The report offers an "A-B-C-D Approach to Making Better Products," as the subtitle promises. And while the real-life process may not be quite that alphabetic, or simple, the report offers a useful framework for how to think about product design and development through the lens of environmental sustainability, including some key questions that never seem to get asked.
The report begins with the observation that product design challenges are becoming increasingly more acute, due to companies' need to extend their product relationships up and down the value chain, including upstream sourcing and downstream recovery; increased regulations and demands for product transparency; the growth of global product recalls; and the wider range of factors companies must consider in product design and management, such as toxicity, recyclability, and renewability.
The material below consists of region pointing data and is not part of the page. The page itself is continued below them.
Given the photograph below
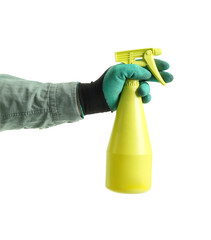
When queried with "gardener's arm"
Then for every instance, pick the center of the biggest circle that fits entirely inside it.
(30, 104)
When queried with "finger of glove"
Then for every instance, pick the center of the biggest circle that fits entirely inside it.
(146, 98)
(132, 71)
(161, 65)
(143, 89)
(167, 77)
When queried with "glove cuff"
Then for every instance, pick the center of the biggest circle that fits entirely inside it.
(91, 97)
As the report's authors note, many of these factors "lie outside the expertise of traditional designers and product managers." Moreover, companies developing sustainable design practices are recognizing that success in green product design involves going beyond integrating new tools into traditional design practices. It involves a whole new way of thinking about products.
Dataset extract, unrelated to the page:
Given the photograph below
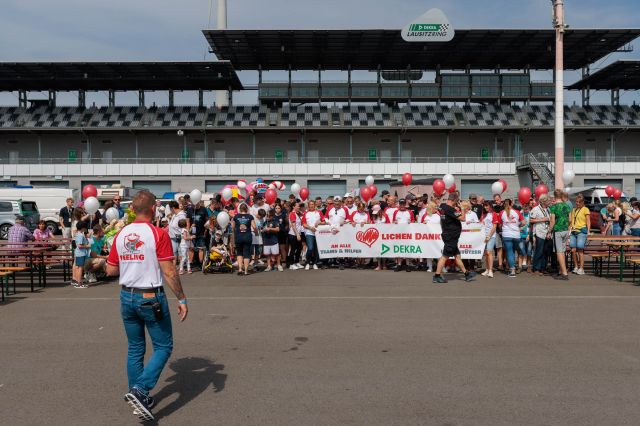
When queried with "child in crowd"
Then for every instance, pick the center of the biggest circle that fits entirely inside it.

The report outlines the "sustainable design intelligence" needed for an organization to design better products and create lasting business and customer value, including the aforementioned "A-B-C-D" approach that breaks sustainability into four behaviors:
- Assessing material impacts of projects and design capacity in an organization
- Bridging functions and people to make valuable, tractable product redesigns
- Creating generative internal and external learning projects
- Diffusing lessons and accountability mechanisms that build literacy and affect better decision making around the organization
Leading companies are transitioning away from a "pipeline" model of product development, in which groups throw and receive designs "over a wall" without understanding the upstream and downstream implications. The alternative, more "integrative product design" process featured in this report draws together disconnected groups and helps them strategize development of the competencies needed to improve products. It empowers eyes and ears around the organization to identify and manage sustainability issues emerging on the horizon.
What's the upside of all this? The report outlines a range of business benefits: better product performance, strengthened market position, improved compliance, reduced risks, increased organizational agility, improved morale and productivity, and "serendipitous innovation," such as when green thinking uncovers unnecessary complexity that adds costs, or when suppliers identify better-performing, cost-improving options.
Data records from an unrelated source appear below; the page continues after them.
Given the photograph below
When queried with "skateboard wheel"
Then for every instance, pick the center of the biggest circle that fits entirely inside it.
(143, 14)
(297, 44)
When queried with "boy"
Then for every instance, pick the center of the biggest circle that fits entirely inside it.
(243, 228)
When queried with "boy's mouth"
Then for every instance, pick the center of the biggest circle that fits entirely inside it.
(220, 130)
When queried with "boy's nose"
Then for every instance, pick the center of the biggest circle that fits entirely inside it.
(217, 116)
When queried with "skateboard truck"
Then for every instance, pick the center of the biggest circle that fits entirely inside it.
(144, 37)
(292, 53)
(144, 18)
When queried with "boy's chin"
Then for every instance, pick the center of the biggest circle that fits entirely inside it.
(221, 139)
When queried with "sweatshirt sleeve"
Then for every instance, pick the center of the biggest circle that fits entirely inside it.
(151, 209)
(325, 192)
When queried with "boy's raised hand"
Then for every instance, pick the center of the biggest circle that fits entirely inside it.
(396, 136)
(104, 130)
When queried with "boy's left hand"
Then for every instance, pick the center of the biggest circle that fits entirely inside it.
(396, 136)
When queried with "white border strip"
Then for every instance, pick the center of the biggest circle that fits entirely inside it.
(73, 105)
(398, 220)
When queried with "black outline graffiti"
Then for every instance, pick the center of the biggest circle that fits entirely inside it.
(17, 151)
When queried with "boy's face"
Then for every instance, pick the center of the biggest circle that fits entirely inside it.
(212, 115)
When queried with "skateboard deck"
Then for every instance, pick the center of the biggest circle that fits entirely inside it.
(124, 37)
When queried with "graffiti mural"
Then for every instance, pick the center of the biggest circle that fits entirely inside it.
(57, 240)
The report offers examples of how the A-B-C-D framework has worked in companies like Clorox, Herman Miller, and Nike. Some of these stories have been well-covered elsewhere, but in the context of the BSR-IDEO framework, they take on a new dimension.
Part of what these companies' stories have in common is that they managed to break out of the siloed product design process, building cross-functional teams that go beyond technical and customer specifications to engage a broader swath of the company. That's a big barrier for many companies, where design specifications is left to engineers, designers, and a handful of others, often without regard to sustainability commitments and goals. (We'll be having a session at Greener by Design on how big companies have managed to cross that chasm.)
In the end, the biggest need for companies in aligning their product design process with their sustainability goals may be to redesign the company itself: its ability to share knowledge and insights across brands, divisions, business units, and job functions in a way that brings the best and brightest ideas to the table.
And maybe even to redesign the table itself.